Sa réponse avait été abrupte, il voulait passer sous silence certains détails. Je notais cela à l’intérieur de ma caboche comme un bon chien policier.
- Puis j’ai vu ce qu’était vraiment Destan.
- Qu’y a-t-il là-bas, Mouez ?
Je commençais à m’impatienter, sans vouloir le braquer.
- Le gouffre de nos dernière illusions mais ce n’était pas le pire. C’est un endroit dangereux, gouvernés par des pontes sans pitié, qui n’acceptent pas qu’on vienne fouiner dans leurs secrets inavouables.
Je sentais que je touchais du doigt, la vérité que mon père avait commencé à me confier avant l’assaut de l’Armée de l’Extérieur contre Rain City.
- Le Conseil.
- Dans le mille, grogna l’autre d’un air sinistre.
- Qui sont-ils vraiment ?
- Des gens qu’il faut éviter de contrarier, David. J’en ai connu qui s’y sont risqués et… ah merde, tu sais comment ça marche quand un agneau veut défier des loups.
Ouais, je savais de quoi il parlait, le bougre. Rain City m’avait enseigné les règles depuis des années, à partir du moment où l’ancien monde avait disparu pour laisser place à l’ère de notre déclin.
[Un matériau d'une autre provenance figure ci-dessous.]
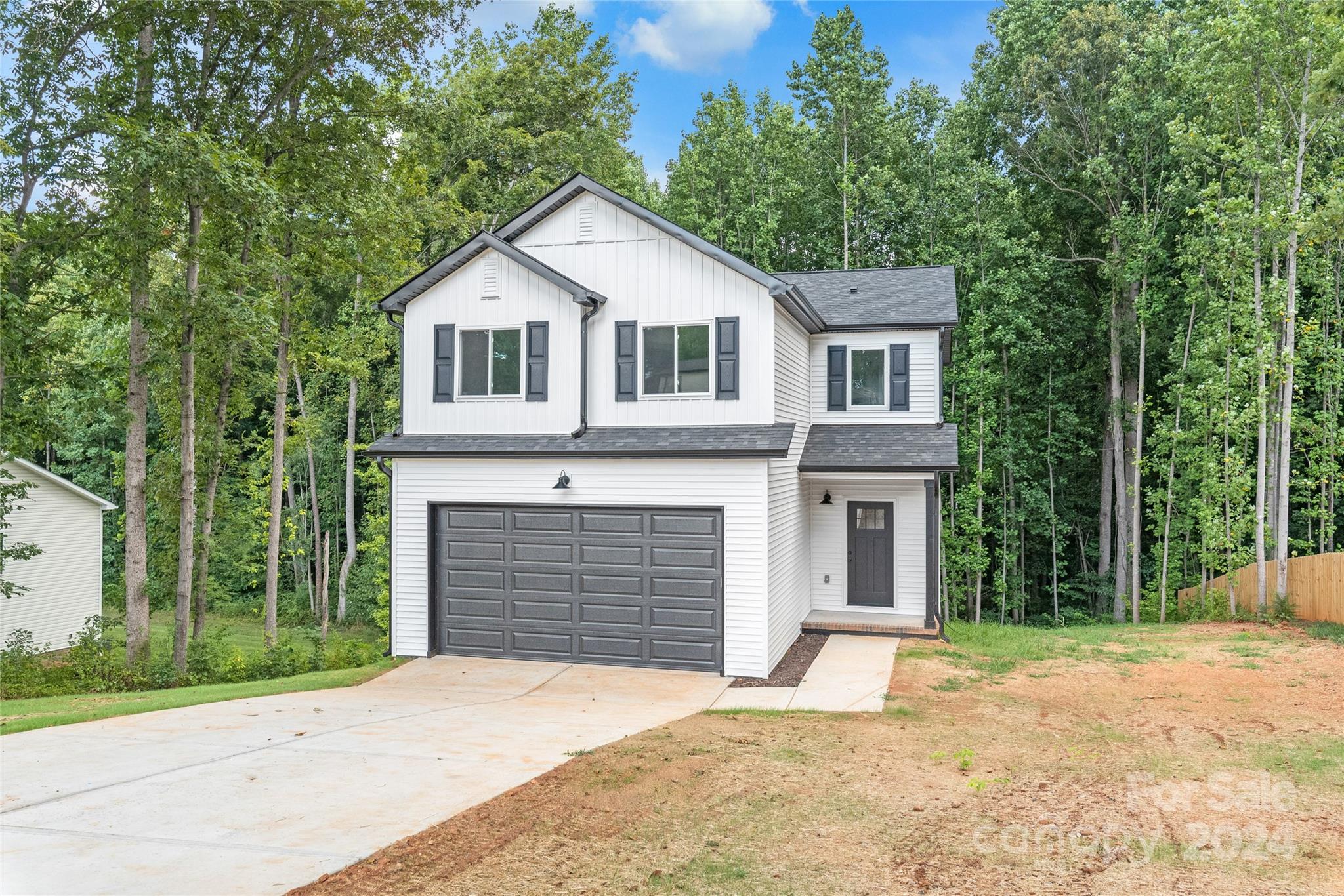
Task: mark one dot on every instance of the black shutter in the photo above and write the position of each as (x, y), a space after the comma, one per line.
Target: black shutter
(835, 378)
(900, 378)
(442, 361)
(538, 348)
(627, 333)
(726, 346)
Quand un agneau stupide commettait la bêtise de défier une meute prête à tout, il crevait comme un rat. Un rat à visage humain.
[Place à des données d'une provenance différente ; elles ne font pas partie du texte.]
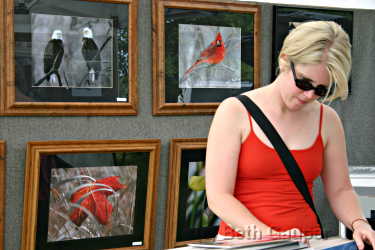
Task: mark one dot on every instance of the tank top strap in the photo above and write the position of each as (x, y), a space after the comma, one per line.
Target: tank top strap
(251, 123)
(320, 119)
- Si tu veux le découvrir, il te faudra aller là-bas, me prévint-il. Mais comme je suis pas pressé d’y retourner…
- Je comprends, Mouez. Mais si Fargo n’est pas à la hauteur de ce que nous espérions, nous n’aurons pas d’autre choix que de trouver de l’aide à Destan.
- J’avais peur que tu dises ça. Tu sais que tu fais chier, des fois ?
- Ça me fait plaisir. Sérieusement, t’as une meilleure idée ?
Il remua la tête en signe de dénégation.
- David, si nous allons là-bas… nous signons notre arrêt de mort. Le Conseil n’acceptera pas de laisser en vie des témoins de ses crimes.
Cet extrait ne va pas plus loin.